To date, genetic testing in patients at high risk for melanoma is restricted to CDKN2A and CDK4. More studies of patients wild type for these genes should be conducted to assess the role of other melanoma-susceptibility genes such as MITF, BAP1, TERT, POT1, ACD, and TERF2IF8 for their possible incorporation in melanoma genetic counseling. In this study we demonstrated that CDKN2A germline mutation frequency in melanoma-prone families with at least two melanoma cases is greater in Latin America than Spain (23.9 vs. 14.1%, respectively). Inclusion criteria for genetic testing of melanoma in Spain follow the rule of two.12 Based on the results of this study, the inclusion criteria for genetic counseling for patients with melanoma in Latin America should also follow this rule because it allows the detection of CDKN2A mutations in a significant number of patients, except for southern Brazil, where the rule of three should be used. Genetic testing allows us to identify mutation carriers in families with a high risk of developing the disease. Carriers can be included in specific follow-up programs that allow the detection of melanomas at early stages, which improves the disease prognosis.3,37,38 Digital follow-up with specific dermatologic techniques, including total-body photography and digital dermoscopy, allow early detection of melanomas with a low rate of excision.38 Early melanomas in patients carrying MC1R variants may be difficult to diagnose definitively using dermoscopy, and an integrated approach including clinical history and dermoscopic data should be used when evaluating them.39 Thus, MC1R sequencing could also help to choose the best screening methods.
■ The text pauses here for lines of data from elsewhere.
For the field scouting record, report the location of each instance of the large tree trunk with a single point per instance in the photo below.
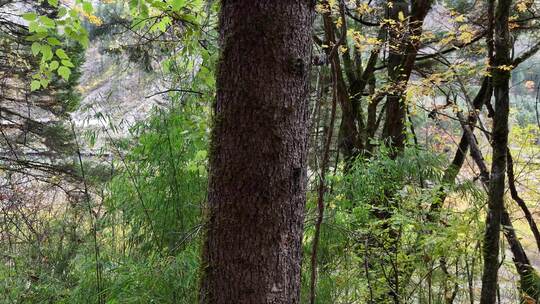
(258, 154)
(500, 142)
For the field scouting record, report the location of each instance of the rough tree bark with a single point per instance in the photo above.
(258, 155)
(499, 142)
(403, 48)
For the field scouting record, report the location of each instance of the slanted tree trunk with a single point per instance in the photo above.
(499, 142)
(258, 156)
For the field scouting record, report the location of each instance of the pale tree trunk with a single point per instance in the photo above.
(501, 78)
(257, 187)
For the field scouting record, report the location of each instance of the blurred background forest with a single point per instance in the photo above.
(105, 118)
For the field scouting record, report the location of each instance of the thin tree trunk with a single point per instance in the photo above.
(500, 142)
(258, 154)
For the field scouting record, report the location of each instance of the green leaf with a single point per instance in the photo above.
(54, 65)
(87, 7)
(64, 72)
(44, 82)
(35, 85)
(178, 4)
(47, 52)
(46, 21)
(36, 47)
(67, 63)
(61, 54)
(62, 12)
(53, 41)
(29, 16)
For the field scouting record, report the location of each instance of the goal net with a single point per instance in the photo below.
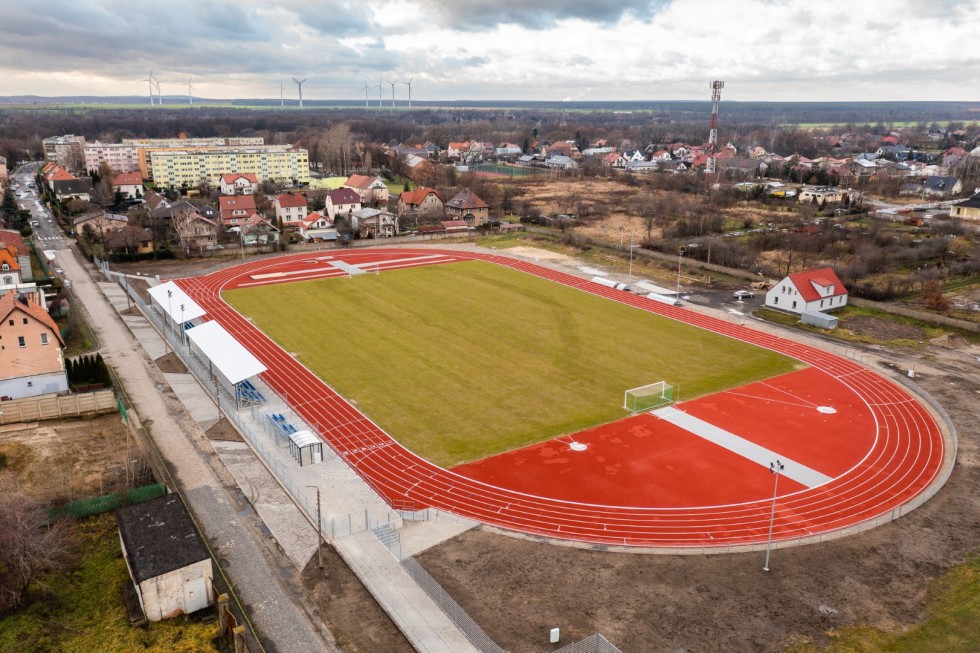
(648, 397)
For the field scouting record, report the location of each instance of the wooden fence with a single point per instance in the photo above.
(33, 409)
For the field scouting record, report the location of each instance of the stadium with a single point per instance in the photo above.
(547, 405)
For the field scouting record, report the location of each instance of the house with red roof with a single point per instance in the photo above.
(235, 209)
(291, 208)
(341, 202)
(237, 183)
(130, 184)
(422, 201)
(810, 291)
(31, 360)
(372, 189)
(468, 207)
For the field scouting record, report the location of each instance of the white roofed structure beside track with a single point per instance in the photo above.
(225, 353)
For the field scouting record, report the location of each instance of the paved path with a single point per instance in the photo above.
(241, 548)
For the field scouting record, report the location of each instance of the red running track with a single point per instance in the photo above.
(904, 457)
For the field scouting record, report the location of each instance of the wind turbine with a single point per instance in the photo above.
(282, 91)
(299, 83)
(149, 80)
(409, 83)
(393, 93)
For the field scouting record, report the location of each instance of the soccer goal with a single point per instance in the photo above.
(648, 397)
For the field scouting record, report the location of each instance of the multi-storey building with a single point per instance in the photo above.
(191, 167)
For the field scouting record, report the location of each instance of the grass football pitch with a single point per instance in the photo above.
(465, 360)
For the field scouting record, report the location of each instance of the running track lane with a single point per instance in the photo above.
(906, 457)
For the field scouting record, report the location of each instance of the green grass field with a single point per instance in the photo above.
(466, 360)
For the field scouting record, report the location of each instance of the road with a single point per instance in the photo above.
(275, 607)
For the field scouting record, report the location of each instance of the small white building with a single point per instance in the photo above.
(811, 291)
(167, 560)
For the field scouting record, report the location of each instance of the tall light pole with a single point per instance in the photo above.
(170, 312)
(680, 252)
(630, 280)
(774, 468)
(319, 528)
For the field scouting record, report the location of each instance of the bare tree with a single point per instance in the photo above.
(27, 545)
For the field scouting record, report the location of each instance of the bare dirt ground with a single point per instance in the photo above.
(517, 589)
(357, 622)
(60, 460)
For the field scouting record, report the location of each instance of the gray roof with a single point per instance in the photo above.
(159, 537)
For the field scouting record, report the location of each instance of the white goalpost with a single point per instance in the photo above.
(648, 397)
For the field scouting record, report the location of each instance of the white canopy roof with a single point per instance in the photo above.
(225, 353)
(174, 301)
(303, 438)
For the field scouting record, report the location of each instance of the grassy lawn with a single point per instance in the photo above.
(953, 625)
(80, 610)
(462, 361)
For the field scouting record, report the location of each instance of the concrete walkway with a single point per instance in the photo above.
(280, 490)
(275, 607)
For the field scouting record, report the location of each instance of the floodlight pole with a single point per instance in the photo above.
(630, 280)
(170, 312)
(680, 252)
(774, 468)
(319, 528)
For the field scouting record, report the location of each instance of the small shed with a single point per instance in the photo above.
(166, 558)
(818, 319)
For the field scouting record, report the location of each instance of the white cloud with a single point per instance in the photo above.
(502, 49)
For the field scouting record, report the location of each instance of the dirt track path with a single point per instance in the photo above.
(275, 607)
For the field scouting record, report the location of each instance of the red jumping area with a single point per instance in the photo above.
(643, 481)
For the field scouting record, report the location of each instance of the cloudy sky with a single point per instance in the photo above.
(496, 49)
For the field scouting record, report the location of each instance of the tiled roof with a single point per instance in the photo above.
(466, 199)
(806, 283)
(9, 303)
(291, 200)
(127, 179)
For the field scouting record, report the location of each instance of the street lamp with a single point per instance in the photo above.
(170, 313)
(680, 252)
(319, 528)
(630, 281)
(774, 468)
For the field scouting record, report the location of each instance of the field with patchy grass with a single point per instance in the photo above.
(462, 361)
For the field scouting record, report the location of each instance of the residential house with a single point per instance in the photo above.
(195, 231)
(457, 150)
(130, 184)
(967, 209)
(469, 208)
(372, 189)
(291, 208)
(422, 201)
(341, 202)
(317, 227)
(235, 209)
(374, 223)
(810, 291)
(98, 225)
(935, 186)
(420, 169)
(821, 195)
(561, 162)
(237, 183)
(10, 268)
(167, 560)
(31, 360)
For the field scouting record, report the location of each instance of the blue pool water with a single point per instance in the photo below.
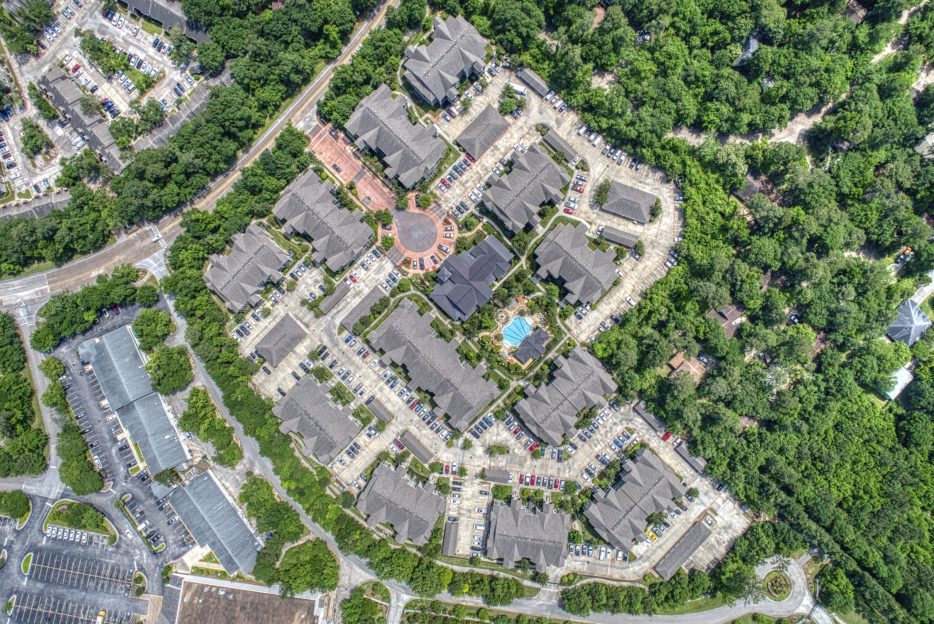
(516, 331)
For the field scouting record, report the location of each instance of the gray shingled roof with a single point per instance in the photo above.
(412, 510)
(533, 80)
(118, 366)
(619, 237)
(281, 340)
(579, 382)
(307, 410)
(564, 256)
(149, 426)
(629, 203)
(534, 180)
(66, 96)
(556, 142)
(672, 561)
(449, 542)
(410, 151)
(167, 13)
(362, 309)
(910, 323)
(465, 280)
(421, 452)
(517, 533)
(238, 276)
(456, 52)
(309, 207)
(433, 365)
(120, 371)
(533, 346)
(482, 132)
(645, 485)
(214, 521)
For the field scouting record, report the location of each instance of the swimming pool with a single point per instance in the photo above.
(516, 331)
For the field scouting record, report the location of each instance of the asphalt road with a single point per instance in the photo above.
(137, 246)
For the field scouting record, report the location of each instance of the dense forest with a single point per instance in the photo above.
(22, 439)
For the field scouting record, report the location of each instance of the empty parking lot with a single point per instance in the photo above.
(33, 609)
(82, 574)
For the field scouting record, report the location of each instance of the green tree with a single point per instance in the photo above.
(837, 592)
(12, 355)
(152, 327)
(310, 566)
(170, 369)
(35, 140)
(14, 504)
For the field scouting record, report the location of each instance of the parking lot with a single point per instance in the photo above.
(81, 574)
(43, 609)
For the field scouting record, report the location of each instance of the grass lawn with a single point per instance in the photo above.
(695, 606)
(852, 617)
(776, 585)
(74, 515)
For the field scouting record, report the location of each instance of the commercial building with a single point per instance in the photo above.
(645, 486)
(565, 256)
(209, 601)
(518, 533)
(412, 510)
(535, 179)
(281, 340)
(168, 13)
(532, 346)
(579, 382)
(456, 53)
(629, 202)
(150, 428)
(411, 152)
(215, 522)
(66, 96)
(481, 133)
(324, 429)
(254, 261)
(120, 370)
(309, 207)
(408, 340)
(465, 280)
(683, 549)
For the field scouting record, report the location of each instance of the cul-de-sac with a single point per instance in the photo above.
(457, 311)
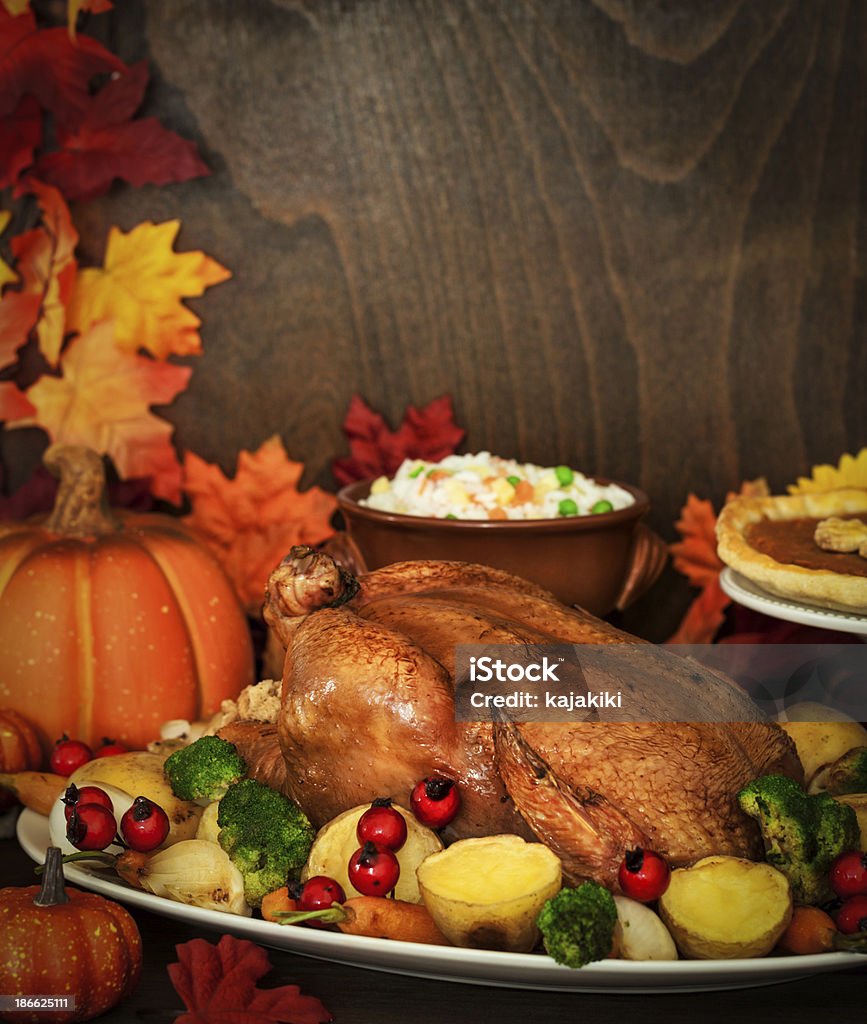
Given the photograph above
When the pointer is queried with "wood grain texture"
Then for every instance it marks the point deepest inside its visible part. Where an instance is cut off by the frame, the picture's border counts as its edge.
(625, 235)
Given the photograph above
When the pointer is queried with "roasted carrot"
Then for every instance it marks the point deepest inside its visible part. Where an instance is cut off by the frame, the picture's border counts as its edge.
(36, 790)
(390, 919)
(524, 492)
(810, 931)
(277, 902)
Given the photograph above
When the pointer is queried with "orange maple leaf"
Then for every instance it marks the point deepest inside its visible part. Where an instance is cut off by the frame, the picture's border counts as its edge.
(141, 286)
(13, 403)
(101, 399)
(696, 556)
(251, 522)
(7, 274)
(47, 266)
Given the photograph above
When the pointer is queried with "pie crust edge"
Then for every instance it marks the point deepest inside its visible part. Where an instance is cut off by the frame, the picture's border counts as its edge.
(820, 587)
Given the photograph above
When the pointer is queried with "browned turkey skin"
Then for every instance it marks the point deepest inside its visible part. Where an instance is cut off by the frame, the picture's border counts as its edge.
(367, 710)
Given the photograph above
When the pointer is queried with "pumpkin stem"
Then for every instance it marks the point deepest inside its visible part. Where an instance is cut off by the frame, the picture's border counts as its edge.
(81, 508)
(52, 891)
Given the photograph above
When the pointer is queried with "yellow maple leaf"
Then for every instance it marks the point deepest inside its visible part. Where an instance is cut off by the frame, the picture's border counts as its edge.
(47, 266)
(141, 286)
(251, 522)
(7, 274)
(101, 399)
(851, 471)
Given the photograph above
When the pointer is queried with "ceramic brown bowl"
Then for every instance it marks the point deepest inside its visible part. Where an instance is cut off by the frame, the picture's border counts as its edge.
(600, 562)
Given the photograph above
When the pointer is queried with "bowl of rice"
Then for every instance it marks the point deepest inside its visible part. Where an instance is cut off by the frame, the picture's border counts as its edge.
(578, 537)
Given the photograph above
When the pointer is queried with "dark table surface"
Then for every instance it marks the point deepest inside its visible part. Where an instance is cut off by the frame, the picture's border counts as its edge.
(357, 996)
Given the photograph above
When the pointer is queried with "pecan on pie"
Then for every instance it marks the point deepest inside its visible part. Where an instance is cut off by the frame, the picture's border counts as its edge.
(806, 547)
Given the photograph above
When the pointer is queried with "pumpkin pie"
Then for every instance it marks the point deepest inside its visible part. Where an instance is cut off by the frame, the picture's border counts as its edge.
(773, 542)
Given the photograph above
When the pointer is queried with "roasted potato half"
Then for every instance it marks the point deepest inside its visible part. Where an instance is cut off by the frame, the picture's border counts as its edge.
(726, 908)
(336, 842)
(486, 893)
(140, 774)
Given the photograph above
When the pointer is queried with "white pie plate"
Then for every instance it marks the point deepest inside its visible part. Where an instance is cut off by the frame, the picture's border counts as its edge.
(750, 595)
(446, 963)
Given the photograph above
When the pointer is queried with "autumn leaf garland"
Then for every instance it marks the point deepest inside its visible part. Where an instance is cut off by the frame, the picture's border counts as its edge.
(104, 333)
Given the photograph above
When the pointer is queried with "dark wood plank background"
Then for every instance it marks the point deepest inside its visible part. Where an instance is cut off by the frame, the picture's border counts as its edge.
(625, 235)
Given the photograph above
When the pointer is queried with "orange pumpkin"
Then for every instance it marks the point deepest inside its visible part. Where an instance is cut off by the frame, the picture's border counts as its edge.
(66, 942)
(19, 749)
(112, 623)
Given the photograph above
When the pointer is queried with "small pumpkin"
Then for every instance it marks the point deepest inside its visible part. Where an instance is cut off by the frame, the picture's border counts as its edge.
(19, 749)
(55, 941)
(111, 622)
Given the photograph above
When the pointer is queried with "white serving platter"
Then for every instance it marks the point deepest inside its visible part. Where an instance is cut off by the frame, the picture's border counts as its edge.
(446, 963)
(750, 595)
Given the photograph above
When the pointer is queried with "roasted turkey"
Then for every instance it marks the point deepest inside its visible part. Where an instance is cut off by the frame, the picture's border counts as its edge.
(369, 709)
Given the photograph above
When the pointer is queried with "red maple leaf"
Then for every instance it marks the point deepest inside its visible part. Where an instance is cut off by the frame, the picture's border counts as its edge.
(37, 495)
(46, 64)
(14, 404)
(428, 433)
(20, 133)
(218, 986)
(18, 312)
(105, 144)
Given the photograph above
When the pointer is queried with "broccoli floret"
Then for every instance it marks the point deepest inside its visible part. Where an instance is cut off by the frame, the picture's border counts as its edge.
(849, 773)
(266, 836)
(803, 835)
(205, 769)
(577, 925)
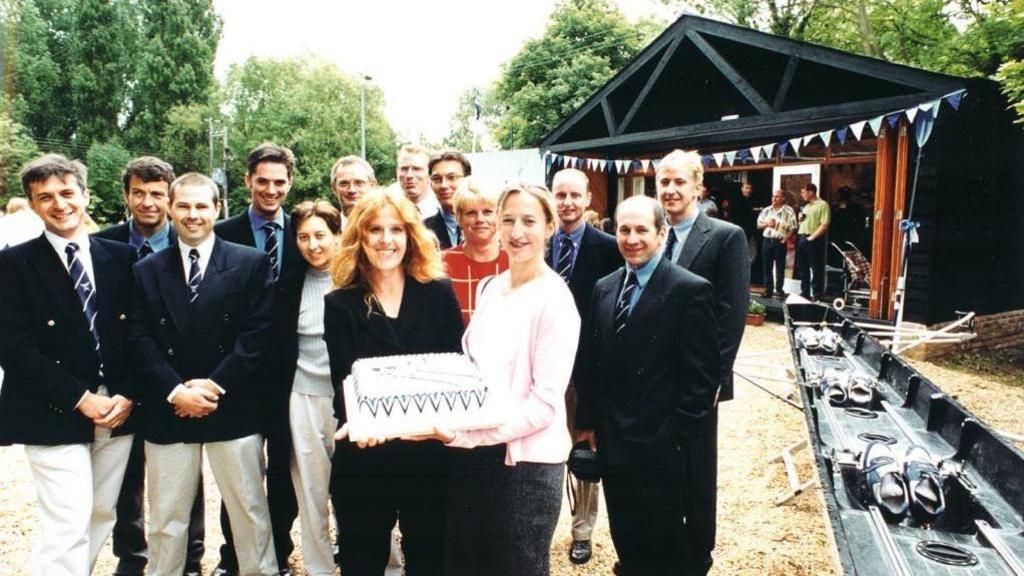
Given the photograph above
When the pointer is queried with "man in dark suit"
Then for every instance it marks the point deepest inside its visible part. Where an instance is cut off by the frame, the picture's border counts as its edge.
(715, 250)
(265, 227)
(581, 254)
(68, 391)
(446, 170)
(200, 331)
(647, 377)
(144, 183)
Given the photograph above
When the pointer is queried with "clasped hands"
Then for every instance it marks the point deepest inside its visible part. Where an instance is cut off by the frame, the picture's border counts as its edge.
(198, 399)
(438, 434)
(107, 412)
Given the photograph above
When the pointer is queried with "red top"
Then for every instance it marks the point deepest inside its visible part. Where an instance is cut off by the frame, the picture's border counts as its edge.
(466, 274)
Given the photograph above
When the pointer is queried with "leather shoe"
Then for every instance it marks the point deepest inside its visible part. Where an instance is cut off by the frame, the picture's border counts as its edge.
(580, 551)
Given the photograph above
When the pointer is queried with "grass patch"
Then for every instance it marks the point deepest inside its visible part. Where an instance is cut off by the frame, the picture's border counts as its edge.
(1006, 366)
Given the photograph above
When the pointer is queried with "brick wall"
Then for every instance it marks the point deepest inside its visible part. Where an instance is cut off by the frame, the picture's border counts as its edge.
(993, 332)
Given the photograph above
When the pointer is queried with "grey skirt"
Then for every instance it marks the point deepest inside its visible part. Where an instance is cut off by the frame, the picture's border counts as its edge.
(501, 519)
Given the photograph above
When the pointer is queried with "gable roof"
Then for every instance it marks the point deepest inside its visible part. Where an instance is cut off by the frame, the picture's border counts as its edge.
(677, 90)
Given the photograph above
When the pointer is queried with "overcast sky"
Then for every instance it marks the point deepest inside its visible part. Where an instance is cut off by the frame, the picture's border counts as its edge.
(422, 54)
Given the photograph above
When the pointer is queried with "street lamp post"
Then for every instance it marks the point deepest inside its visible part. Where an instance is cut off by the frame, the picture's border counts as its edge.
(363, 114)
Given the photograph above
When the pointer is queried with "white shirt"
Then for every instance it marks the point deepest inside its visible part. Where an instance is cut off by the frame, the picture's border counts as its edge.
(205, 249)
(59, 244)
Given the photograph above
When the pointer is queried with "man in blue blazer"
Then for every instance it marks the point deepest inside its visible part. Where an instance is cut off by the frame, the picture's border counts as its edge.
(581, 254)
(715, 250)
(68, 391)
(200, 331)
(647, 378)
(264, 225)
(144, 184)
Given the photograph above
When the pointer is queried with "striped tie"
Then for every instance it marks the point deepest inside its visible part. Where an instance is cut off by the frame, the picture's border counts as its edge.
(270, 245)
(564, 265)
(623, 305)
(84, 289)
(670, 244)
(195, 276)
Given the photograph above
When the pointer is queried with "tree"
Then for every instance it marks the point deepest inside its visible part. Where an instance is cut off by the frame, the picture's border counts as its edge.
(16, 148)
(312, 108)
(105, 161)
(474, 120)
(174, 64)
(584, 44)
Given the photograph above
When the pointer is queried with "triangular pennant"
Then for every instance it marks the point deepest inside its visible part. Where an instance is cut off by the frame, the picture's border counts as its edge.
(858, 128)
(876, 125)
(954, 98)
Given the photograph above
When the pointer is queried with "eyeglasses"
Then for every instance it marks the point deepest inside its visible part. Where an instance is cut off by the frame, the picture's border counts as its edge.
(450, 177)
(345, 184)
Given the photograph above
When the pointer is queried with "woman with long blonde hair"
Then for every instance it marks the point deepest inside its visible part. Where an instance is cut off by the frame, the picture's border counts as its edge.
(391, 297)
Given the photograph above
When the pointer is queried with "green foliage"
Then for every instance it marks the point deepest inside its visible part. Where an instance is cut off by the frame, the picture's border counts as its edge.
(105, 161)
(16, 148)
(585, 43)
(312, 108)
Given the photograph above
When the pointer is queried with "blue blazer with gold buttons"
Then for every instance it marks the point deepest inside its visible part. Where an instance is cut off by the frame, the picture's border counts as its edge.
(46, 351)
(223, 335)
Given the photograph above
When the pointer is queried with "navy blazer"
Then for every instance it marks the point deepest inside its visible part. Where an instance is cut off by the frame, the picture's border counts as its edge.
(239, 230)
(716, 250)
(46, 351)
(224, 336)
(122, 233)
(435, 223)
(647, 391)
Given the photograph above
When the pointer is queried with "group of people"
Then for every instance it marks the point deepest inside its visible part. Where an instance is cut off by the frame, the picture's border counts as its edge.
(129, 353)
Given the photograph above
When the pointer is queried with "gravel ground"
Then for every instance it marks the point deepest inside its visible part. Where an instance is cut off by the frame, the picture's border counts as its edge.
(755, 536)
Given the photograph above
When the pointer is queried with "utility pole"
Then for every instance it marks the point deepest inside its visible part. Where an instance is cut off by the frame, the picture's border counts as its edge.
(363, 114)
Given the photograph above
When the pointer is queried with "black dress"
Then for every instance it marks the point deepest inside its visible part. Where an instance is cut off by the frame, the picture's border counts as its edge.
(371, 488)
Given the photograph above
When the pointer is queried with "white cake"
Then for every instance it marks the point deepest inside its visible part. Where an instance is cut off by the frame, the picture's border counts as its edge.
(410, 395)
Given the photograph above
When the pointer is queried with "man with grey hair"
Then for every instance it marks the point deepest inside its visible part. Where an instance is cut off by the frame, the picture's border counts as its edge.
(351, 176)
(581, 254)
(715, 250)
(646, 381)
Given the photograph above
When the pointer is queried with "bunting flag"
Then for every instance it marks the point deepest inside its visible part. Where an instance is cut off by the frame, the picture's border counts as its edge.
(921, 117)
(876, 125)
(858, 128)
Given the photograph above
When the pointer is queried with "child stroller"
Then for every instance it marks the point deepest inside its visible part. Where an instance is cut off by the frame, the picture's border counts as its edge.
(856, 275)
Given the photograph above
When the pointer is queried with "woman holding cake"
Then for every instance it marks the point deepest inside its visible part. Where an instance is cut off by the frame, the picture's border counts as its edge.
(391, 298)
(479, 255)
(523, 335)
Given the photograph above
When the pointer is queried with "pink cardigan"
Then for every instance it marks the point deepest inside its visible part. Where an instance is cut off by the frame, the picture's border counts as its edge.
(525, 339)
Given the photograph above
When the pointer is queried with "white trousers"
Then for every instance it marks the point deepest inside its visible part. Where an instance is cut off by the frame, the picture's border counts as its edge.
(173, 474)
(77, 488)
(312, 423)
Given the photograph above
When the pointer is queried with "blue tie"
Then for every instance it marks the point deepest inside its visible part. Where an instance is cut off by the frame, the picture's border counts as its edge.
(195, 276)
(270, 229)
(84, 288)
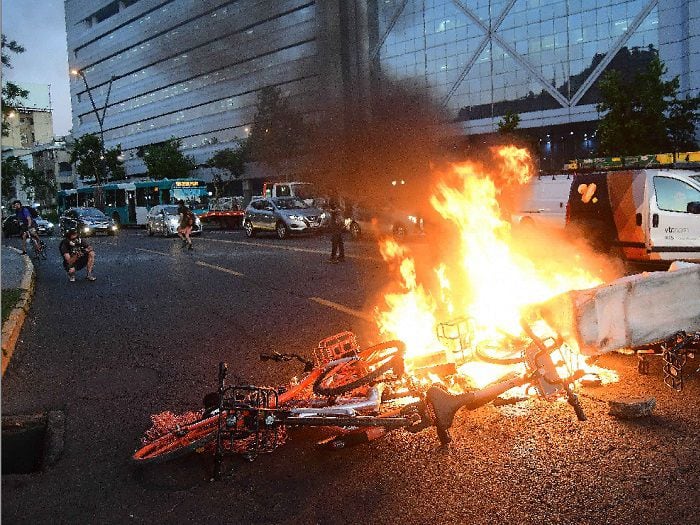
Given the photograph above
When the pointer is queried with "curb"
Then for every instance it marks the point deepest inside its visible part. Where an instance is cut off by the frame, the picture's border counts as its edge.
(13, 326)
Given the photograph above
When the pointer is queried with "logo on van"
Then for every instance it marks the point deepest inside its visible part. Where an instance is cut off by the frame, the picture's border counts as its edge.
(671, 229)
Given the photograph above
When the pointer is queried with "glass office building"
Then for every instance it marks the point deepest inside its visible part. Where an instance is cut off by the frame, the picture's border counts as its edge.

The experience of genetic counseling in Spain over 10 years shows that melanomas can be diagnosed at any time, so the follow-up of individuals at high risk for melanoma should be maintained over time.12

In conclusion, Latin American patients with melanoma and at high risk for melanoma had fair skin and European origin. The mutations found also had been detected in Spanish, European, or North American populations, suggesting that they could have a single origin and that there could be a founder effect. Finally, inclusion criteria for genetic counseling in Latin American patients with melanoma should follow the rule of two: two primary melanomas in an individual or families with at least one invasive melanoma and one or more other diagnoses of melanoma or pancreatic cancer in first- or second-degree relatives.


The authors declare no conflict of interest.